Finding $\lim_{x \to \infty} x(\ln(1+x) - \ln(x))$ without l'Hopital

Question

I solved the limit

$$\lim_{x \to \infty} x(\ln(1+x) - \ln(x))$$

by writing it as $\lim_{x \to \infty} \frac{\ln(\frac{1+x}{x})}{\frac{1}{x}}$ and applying l'Hopital rule but is it possible to solve it without using l'Hopital rule?

Answer 1

\begin{align*} x(\ln(1+x)-\ln(x))=x\ln\left(1+\dfrac{1}{x}\right)=\ln\left(1+\dfrac{1}{x}\right)^{x}\rightarrow\ln e=1, \end{align*} if you accept that $\left(1+\dfrac{1}{x}\right)^{x}\rightarrow e$ as $x\rightarrow\infty$.

Answer 2

By MVT there is $c \in [x,x+1]$ such as $\ln(1+x)-\ln(x)=1/c$ so $x(\ln(1+x)-\ln(x))=x/c$

$c \in [x, x+1]$ therefore $x/c \in [x/(x+1), 1]$.

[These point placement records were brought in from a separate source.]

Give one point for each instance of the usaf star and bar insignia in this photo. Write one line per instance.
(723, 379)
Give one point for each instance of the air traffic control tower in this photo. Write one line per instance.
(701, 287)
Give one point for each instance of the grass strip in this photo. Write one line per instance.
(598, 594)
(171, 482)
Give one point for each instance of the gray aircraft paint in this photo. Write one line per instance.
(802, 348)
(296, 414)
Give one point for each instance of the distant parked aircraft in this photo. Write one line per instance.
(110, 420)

So by the squeeze theorem lim is $1$.

Answer 3

$$\log(x+1)-\log(x)=\log\left(\frac{x+1}{x}\right)=\log\left(1+\frac{1}{x}\right)$$ We know that $\log(1+t)=t-\frac{t^2}{2}+\frac{t^3}{3}+O(t^4)$ (for $t \in (-1,1)$); substituting $t=\frac{1}{x}$ we get: $\log\left(1+\frac{1}{x}\right)=\frac{1}{x}-\frac{1}{2} \frac{1}{x^2}+\frac{1}{3} \frac{1}{x^3}+O\left(\frac{1}{x^4}\right)$, so: $$x(\log(x+1)-\log(x))=x\left(\frac{1}{x}-\frac{1}{2} \frac{1}{x^2}+\frac{1}{3} \frac{1}{x^3}+O\left(\frac{1}{x^4}\right)\right)$$ $$x(\log(x+1)-\log(x))=1-\frac{1}{2} \frac{1}{x}+\frac{1}{3} \frac{1}{x^2}+O\left(\frac{1}{x^3}\right) \to 1$$

Answer 4

Using your second form we can substitute $u=1/x$ such that

$$\lim_{u\to +0}\dfrac{\ln(1+u)}{u}= \lim_{u\to +0}\dfrac{\ln(1+u)-\ln 1}{u-0}.$$

Hence, it is possible to evaluate the limit as the derivative of $\ln(1+u)$ at $u=+0$.

Answer 5

$\lim_{x \to \infty} x(\ln(1+x) - \ln(x)) $

$f(x) =x(\ln(1+x) - \ln(x)) =x\int_x^{1+x} \dfrac{dt}{t} $ so $f(x) < x\dfrac1{x} =1 $ (since $t > x$) and $f(x) > x\dfrac1{x+1} =1-\dfrac1{x+1} $ (since $t < x+1$) so $\lim_{x \to \infty} f(x) = 1 $.